Entoptic Field Camera
Inspired by the appearance of skies in photos of the 2020 California wildfires (i.e., deep reds appeared blueish-grayish), I have prototyped a GAN-driven camera web application which makes this ‘reality-autocorrect’ explicit. Photos taken by a user are sent to an API for ‘development,’ and a synthetic output image is returned. Currently, I am conducting a field study with collaborators to probe (i) how an explicit ‘reality-autocorrect’ shapes our experience of the world and what this tells us about the status quo of ML-driven imaging technologies, and (ii) how ML technologies can be defined as a uniquely generative design material. Further details below the image gallery.
Benjamin, Jesse Josua. Forthcoming. ‘Three Post-Phenomenological Design Projects on and with ML Technologies as Philosophy-in-Practice’. Accepted to IASDR ’22.
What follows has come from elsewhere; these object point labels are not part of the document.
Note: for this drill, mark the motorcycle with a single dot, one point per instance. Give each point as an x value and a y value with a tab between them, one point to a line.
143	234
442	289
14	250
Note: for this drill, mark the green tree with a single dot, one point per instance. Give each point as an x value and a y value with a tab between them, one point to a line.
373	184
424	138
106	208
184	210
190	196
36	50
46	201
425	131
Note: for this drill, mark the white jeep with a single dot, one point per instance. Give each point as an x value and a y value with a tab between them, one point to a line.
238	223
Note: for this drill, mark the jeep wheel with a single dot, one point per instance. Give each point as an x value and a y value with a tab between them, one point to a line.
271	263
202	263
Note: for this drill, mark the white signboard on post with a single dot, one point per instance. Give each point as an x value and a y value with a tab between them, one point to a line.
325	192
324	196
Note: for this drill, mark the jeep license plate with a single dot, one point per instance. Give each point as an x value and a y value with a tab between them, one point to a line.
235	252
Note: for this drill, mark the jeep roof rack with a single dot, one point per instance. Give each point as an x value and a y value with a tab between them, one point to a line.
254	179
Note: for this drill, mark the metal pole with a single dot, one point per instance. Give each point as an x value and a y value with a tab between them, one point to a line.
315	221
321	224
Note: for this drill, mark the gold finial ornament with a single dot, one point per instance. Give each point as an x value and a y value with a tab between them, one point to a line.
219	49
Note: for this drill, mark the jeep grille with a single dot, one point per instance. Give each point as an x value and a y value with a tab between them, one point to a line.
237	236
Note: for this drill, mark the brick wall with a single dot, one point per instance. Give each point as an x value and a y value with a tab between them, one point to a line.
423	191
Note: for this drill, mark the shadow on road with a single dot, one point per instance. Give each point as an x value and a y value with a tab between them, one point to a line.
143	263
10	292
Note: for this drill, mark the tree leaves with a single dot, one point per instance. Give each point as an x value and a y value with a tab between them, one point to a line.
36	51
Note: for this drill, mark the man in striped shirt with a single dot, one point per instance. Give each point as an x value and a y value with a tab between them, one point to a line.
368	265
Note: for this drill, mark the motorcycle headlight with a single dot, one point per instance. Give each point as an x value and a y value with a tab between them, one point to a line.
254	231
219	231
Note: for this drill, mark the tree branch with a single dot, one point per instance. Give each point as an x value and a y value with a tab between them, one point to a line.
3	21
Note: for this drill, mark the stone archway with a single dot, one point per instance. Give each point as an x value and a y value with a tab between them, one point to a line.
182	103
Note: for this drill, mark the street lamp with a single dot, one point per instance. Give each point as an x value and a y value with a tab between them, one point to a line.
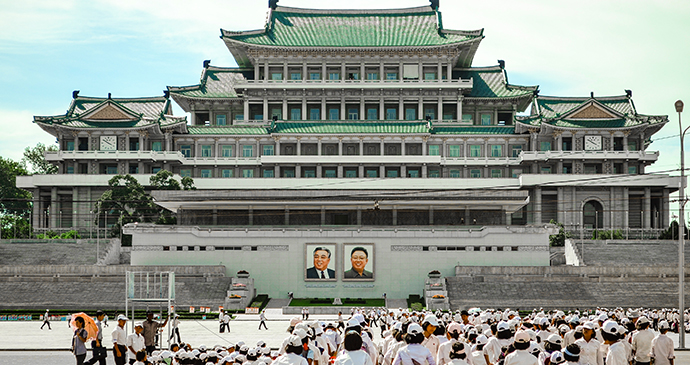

Adopting the metaphor of entoptics in both its medical (cf. ‘entoptic phenomena’, Oxford University Press’ Concise Medical Dictionary, 2009) and archaeological (cf. Lewis-Williams and Dowson, 1988) sense, I use the term to denote phenomena that arise in the interplay of data-processing and model-inference of ML technologies (akin to ‘pattern leakage’ described here). Accordingly, this speculative design projects imagines a future type of everyday imaging apparatus powered by ML technologies (the Entoptic Field Camera) that is built on pattern leakage not as an annoying bug, but rather a desirable design feature. In this project, I seek to investigate, through auto-ethnographic methods as well as a limited field study, what kind of human-technology-world relations such an artefact constitutes—from the assumption that something like the Entoptic Field Camera is simply a given, everyday artefact. Practically, the prototype (see above) is built using custom JS scripts and makes API calls to a GAN model on the RunwayML platform. A user triggering the red button calls up their respective camera interface, and takes an image. When choosing to “Use [this] Photo,” the image is encoded as a base64 string and sent to the RunwayML API. The GAN hosted via the latter then reproduces the image, or rather, the GAN’s generator attempts a reconstruction of probabilistically inferred patterns until the GAN’s discriminator cannot distinguish between the original and the generated image. The latter, then, is feed back into the web prototype. In effect, the Entoptic Field Camera thus enables users to take a picture of their surroundings and receive a sometimes vaguely representative, sometimes oddly faithful, sometimes bizarrely otherwordly ‘reality autocorrect.’